Parmi les modèles les plus appréciés des équipes figure la Superb Combi, plébiscitée pour son coffre spacieux, son confort sur les longues distances et son autonomie. Ces qualités sont essentielles pour des véhicules qui parcourent environ 3000 kilomètres en trois semaines, souvent dans des conditions difficiles.
Cette association avec le Tour de France a considérablement renforcé la visibilité de Skoda sur le marché français. Les ventes de la marque ont doublé en dix ans grâce à cette exposition médiatique exceptionnelle, démontrant l’impact commercial significatif d’un tel partenariat sportif.
La préparation et les exigences techniques des voitures suiveuses
Les véhicules du Tour ne sont pas de simples voitures de série. Ils font l’objet d’une préparation minutieuse dans un atelier spécialisé de la région parisienne. La voiture du directeur de course, par exemple, subit une transformation complexe pour devenir partiellement découvrable grâce à un toit ouvrant sur mesure.
Les voitures d’équipes reçoivent des équipements spécifiques : radios multiples pour communiquer avec les coureurs et la direction de course, antennes spéciales, systèmes de fixation pour les vélos, compartiments réfrigérés et espaces de rangement optimisés. Ces aménagements techniques rappellent, à une échelle différente, les modifications apportées aux voitures de collection ou de prestige comme celles possédées par certaines célébrités du sport.
Pendant la course, une équipe de mécaniciens assure un entretien quotidien des véhicules. Chaque soir, ils vérifient méthodiquement les niveaux, la pression des pneus, l’état des freins et des suspensions avant de procéder à un nettoyage complet. Cette maintenance rigoureuse garantit la fiabilité indispensable à des véhicules qui jouent un rôle crucial dans la sécurité des coureurs.
Les chauffeurs de ces voitures sont majoritairement d’anciens coureurs cyclistes professionnels. Ce choix judicieux s’explique par leur connaissance approfondie du cyclisme et leur capacité à anticiper les mouvements imprévisibles du peloton. Ils reçoivent une formation spécifique et doivent être licenciés auprès des instances officielles du cyclisme.
Seconde vie des voitures après le Tour
Une fois le Tour terminé, les véhicules connaissent différents destins. Certains rejoignent les concessions du constructeur partenaire pour être proposés comme véhicules d’occasion premium. Leur participation à l’événement leur confère une aura particulière, très prisée des collectionneurs et des amateurs du Tour de France.
Ces voitures présentent plusieurs avantages pour les acheteurs : elles ont bénéficié d’un entretien irréprochable, subissent une révision complète après la course et conservent parfois certains équipements spécifiques.
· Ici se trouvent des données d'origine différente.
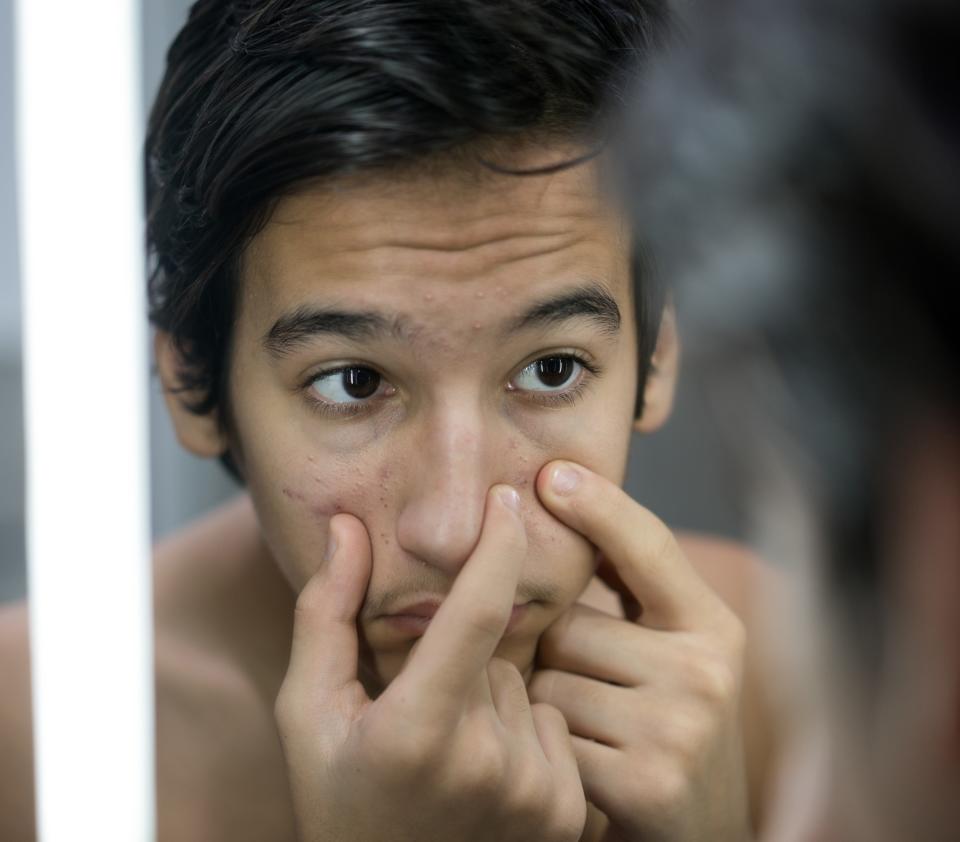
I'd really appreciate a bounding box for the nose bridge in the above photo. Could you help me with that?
[397,400,496,573]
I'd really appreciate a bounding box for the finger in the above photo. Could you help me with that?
[537,605,669,687]
[530,670,635,748]
[531,705,587,838]
[537,461,718,629]
[570,734,624,816]
[391,485,527,716]
[284,514,371,697]
[530,703,583,794]
[487,658,535,737]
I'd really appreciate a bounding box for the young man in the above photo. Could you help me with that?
[0,0,769,842]
[631,0,960,842]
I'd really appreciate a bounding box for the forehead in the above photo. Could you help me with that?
[241,150,629,310]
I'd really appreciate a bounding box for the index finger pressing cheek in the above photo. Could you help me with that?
[537,461,720,629]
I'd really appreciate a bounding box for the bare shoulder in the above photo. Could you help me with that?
[154,497,295,842]
[677,533,790,829]
[0,602,35,842]
[677,532,775,630]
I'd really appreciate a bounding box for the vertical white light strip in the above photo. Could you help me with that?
[14,0,155,842]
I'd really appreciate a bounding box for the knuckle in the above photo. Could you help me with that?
[547,794,587,842]
[458,734,507,798]
[691,656,740,706]
[530,702,570,734]
[628,758,690,818]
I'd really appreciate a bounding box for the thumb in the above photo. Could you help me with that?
[281,514,371,710]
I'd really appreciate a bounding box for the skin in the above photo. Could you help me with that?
[181,150,637,692]
[0,148,769,842]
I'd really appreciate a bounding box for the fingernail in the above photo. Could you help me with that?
[550,465,580,496]
[324,527,337,561]
[497,485,520,514]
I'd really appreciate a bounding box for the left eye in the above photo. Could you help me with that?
[510,356,583,392]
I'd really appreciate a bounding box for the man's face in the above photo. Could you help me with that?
[230,150,637,684]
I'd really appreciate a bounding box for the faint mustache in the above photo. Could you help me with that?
[360,570,560,621]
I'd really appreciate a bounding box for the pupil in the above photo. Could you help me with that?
[537,357,573,386]
[343,368,380,399]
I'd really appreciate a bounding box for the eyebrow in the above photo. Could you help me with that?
[263,282,621,357]
[508,282,621,336]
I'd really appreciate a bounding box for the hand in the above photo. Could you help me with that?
[276,486,586,842]
[530,462,750,842]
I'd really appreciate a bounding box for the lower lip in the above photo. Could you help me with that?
[383,602,530,636]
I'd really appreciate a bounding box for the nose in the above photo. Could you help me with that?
[397,405,499,575]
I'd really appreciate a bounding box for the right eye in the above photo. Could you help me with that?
[310,366,385,406]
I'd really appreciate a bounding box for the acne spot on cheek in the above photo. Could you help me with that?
[313,500,346,520]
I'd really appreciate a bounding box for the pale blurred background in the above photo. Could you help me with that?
[0,0,746,602]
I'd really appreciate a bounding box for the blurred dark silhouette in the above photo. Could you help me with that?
[621,0,960,842]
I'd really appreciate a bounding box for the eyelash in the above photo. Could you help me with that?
[300,351,603,418]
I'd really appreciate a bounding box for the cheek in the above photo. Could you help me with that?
[248,446,395,591]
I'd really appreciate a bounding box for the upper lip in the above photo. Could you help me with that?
[384,600,527,619]
[387,600,440,619]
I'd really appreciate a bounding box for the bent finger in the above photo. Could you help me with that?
[394,486,527,717]
[537,461,719,629]
[281,514,371,698]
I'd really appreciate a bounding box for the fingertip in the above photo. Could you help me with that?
[491,485,520,517]
[537,459,586,504]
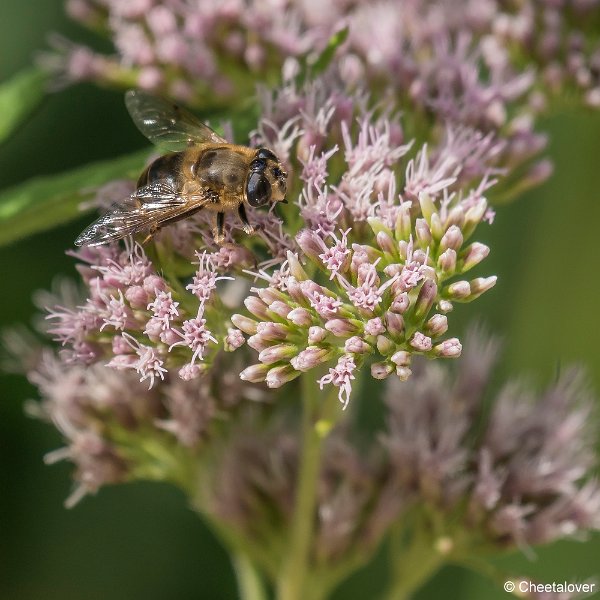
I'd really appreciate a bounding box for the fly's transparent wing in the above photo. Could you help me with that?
[75,180,215,246]
[125,90,227,152]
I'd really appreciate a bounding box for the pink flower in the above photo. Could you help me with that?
[169,312,217,364]
[317,354,356,409]
[148,291,179,330]
[185,251,233,305]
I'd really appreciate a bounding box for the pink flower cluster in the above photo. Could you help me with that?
[47,244,235,388]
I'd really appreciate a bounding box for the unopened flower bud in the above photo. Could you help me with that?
[287,308,312,327]
[391,350,412,367]
[440,225,463,251]
[325,319,360,337]
[269,300,291,319]
[257,287,286,305]
[414,279,437,321]
[385,311,404,340]
[461,242,490,272]
[377,335,396,356]
[231,314,258,335]
[390,292,410,315]
[447,281,471,300]
[290,346,335,371]
[462,198,487,239]
[112,335,133,354]
[344,335,372,354]
[429,213,444,240]
[296,229,323,262]
[425,314,448,337]
[376,231,398,256]
[371,362,394,379]
[125,285,150,310]
[410,331,431,352]
[365,317,385,335]
[223,327,246,352]
[258,344,298,365]
[446,205,465,229]
[468,275,498,300]
[256,321,290,341]
[158,329,181,346]
[419,192,437,223]
[265,365,300,388]
[308,325,328,344]
[240,363,269,383]
[415,219,432,246]
[246,296,269,318]
[248,334,270,352]
[177,363,208,381]
[143,275,167,296]
[433,338,462,358]
[438,300,454,313]
[438,248,456,275]
[396,367,412,381]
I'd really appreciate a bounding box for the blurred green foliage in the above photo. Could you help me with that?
[0,0,600,600]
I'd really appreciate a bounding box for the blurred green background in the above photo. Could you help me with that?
[0,0,600,600]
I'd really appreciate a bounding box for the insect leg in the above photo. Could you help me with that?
[213,212,225,245]
[238,204,254,235]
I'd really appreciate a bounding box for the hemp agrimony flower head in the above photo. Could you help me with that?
[170,332,600,598]
[232,75,496,405]
[34,68,496,405]
[45,0,600,114]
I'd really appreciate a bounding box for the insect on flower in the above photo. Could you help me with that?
[75,90,287,246]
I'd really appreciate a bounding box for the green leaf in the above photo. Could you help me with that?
[0,150,148,246]
[0,67,48,142]
[310,27,349,77]
[296,27,349,85]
Bien qu’elles aient parcouru de nombreux kilomètres, leur état mécanique est généralement excellent.
Les modèles les plus emblématiques, comme la voiture rouge du directeur, peuvent rejoindre des collections privées ou des musées dédiés à l’histoire du cyclisme. D’autres véhicules sont réutilisés pour d’autres courses cyclistes organisées par ASO (Amaury Sport Organisation), telles que Paris-Roubaix, Paris-Nice ou le Tour d’Espagne.
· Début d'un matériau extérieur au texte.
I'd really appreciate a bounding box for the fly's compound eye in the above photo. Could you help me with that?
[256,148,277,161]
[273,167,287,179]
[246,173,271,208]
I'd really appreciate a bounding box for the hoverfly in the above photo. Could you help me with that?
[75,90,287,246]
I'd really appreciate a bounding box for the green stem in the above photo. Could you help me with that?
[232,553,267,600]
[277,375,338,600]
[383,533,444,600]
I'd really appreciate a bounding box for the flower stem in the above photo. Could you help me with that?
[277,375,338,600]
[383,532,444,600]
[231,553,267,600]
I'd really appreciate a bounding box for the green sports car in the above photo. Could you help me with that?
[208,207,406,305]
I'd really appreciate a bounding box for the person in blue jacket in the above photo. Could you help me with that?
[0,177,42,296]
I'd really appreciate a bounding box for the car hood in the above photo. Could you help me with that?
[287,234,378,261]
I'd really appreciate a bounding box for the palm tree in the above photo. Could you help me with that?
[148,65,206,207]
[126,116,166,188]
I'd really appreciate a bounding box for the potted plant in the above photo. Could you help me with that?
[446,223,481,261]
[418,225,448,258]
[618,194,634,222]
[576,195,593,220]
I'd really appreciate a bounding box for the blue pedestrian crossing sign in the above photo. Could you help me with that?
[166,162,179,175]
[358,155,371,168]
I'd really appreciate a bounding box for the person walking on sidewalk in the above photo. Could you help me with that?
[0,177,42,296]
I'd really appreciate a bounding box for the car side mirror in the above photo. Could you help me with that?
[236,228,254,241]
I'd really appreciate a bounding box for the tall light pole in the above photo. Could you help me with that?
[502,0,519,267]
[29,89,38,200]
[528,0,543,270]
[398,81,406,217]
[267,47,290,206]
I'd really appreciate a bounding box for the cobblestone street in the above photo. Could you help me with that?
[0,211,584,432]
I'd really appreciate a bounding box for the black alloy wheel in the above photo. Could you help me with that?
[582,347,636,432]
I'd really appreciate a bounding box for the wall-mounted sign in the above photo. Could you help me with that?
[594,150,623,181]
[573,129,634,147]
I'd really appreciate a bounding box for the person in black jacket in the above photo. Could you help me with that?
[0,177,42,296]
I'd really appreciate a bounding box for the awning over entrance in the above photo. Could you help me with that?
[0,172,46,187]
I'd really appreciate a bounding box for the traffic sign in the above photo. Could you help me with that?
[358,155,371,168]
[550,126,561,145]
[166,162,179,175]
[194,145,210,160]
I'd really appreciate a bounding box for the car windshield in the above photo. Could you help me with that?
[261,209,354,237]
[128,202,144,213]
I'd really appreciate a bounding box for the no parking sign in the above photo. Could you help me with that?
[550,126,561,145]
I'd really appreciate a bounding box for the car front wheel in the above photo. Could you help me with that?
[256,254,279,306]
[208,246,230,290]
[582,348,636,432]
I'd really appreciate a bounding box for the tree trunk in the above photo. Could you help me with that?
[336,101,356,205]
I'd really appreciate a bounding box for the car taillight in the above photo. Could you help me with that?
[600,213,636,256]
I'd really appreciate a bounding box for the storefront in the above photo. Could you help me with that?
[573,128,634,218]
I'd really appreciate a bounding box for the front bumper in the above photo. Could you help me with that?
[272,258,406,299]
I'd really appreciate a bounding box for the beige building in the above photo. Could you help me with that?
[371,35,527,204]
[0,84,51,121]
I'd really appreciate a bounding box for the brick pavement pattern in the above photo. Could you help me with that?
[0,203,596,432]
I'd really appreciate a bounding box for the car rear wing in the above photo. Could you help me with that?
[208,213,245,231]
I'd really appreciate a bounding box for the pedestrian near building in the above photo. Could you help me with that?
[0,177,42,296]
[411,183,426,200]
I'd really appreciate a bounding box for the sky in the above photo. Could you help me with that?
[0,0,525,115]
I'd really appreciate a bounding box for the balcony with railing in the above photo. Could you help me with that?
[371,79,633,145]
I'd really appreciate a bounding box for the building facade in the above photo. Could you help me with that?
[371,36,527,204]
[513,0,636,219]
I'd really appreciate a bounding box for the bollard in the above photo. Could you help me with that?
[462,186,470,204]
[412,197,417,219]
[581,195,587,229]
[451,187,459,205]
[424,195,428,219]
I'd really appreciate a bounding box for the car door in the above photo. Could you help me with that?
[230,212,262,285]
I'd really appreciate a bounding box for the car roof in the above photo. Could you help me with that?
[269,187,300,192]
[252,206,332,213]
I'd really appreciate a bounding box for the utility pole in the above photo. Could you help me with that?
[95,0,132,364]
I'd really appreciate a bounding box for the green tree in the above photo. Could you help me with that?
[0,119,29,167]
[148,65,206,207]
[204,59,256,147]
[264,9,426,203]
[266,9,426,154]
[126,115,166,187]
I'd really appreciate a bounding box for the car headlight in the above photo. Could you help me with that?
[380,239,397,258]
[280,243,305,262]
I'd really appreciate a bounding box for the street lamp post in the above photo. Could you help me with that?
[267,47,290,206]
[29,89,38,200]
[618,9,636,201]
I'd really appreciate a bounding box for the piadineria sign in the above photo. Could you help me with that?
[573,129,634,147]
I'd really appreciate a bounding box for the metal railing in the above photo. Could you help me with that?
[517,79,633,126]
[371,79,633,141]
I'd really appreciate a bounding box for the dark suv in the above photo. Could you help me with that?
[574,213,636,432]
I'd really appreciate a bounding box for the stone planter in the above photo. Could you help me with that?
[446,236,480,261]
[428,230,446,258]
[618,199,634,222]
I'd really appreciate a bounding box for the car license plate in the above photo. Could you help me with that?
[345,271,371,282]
Pour les passionnés d’automobiles recherchant un véhicule d’exception, ces voitures représentent une opportunité rare d’acquérir un morceau d’histoire du Tour. Après tout, même si elles ne figurent pas parmi les voitures considérées comme les plus belles du monde, leur valeur patrimoniale et émotionnelle demeure indéniable pour les amateurs de cyclisme et d’automobile.